Arrivavano sempre i momenti in cui Clay tirava pugni al muro.
Spesso gli sanguinavano le nocche.
Arrivava sempre il momento in cui se la prendeva con se stesso per qualcosa. Ultimamente il motivo era lei.
Arrivava sempre per Clay il momento dell’arresa.
Alcune volte crollava sul pavimento, altre sul letto, altre ancora sul divano.
Quella mattina, per Clay, era arrivato il momento di rendersi conto di aver perso lei.
Ma si può perdere qualcosa che non si ha mai avuto?
Clay se lo chiedeva spesso e non aveva mai trovato veramente una risposta.
Quella mattina l’aveva vista appoggiata al muro bianco del cortile dell’università, era una sua compagna di corso e spesso capitava che scambiassero delle piacevoli conversazioni.
Era bella.
Almeno per lui.
Ma quella mattina, appoggiata al candido muro, le era sembrata una dea greca.

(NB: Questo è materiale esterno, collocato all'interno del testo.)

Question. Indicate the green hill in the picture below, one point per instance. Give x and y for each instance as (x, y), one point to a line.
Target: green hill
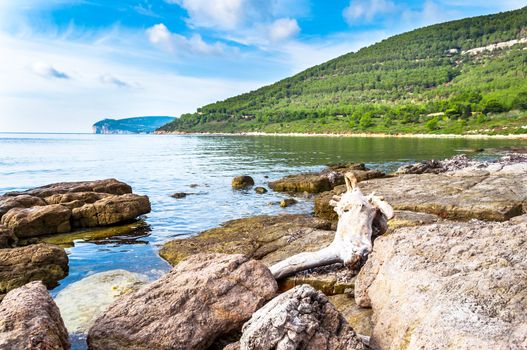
(136, 125)
(420, 81)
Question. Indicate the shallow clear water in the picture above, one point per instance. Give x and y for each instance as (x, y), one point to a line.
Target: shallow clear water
(158, 166)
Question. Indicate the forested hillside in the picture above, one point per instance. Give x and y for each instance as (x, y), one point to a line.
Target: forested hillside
(425, 80)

Improvvisamente era apparso un ragazzo biondo, alto e con il fisico da modello, l’aveva salutata e l’aveva baciata.
Clay era rimasto bloccato vicino al cancello, con lo stomaco che si contorceva e gli occhi annebbiati.
L’aveva persa.
Tutto ciò di cui abbiamo bisogno è essere amati.
Stump.
Un altro pugno al muro che non aveva colpa.
Dolore, rabbia, amarezza.
Clay si chiese come mai nessuna aveva mai scelto lui. Stump.
Un altro pugno ancora.
Quasi per caso incrociò se stesso nello specchio e disse a voce alta: “Perché non mi ha scelto? Perché non io?”
E l’immagine riflessa pareva rispondere: “Perché fai schifo. Ecco perché.”
Clay sorrise al Clay nello specchio. Sputò sulla sua stessa immagine e scivolò nel letto.
Anche per quella volta era arrivato il momento di arrendersi.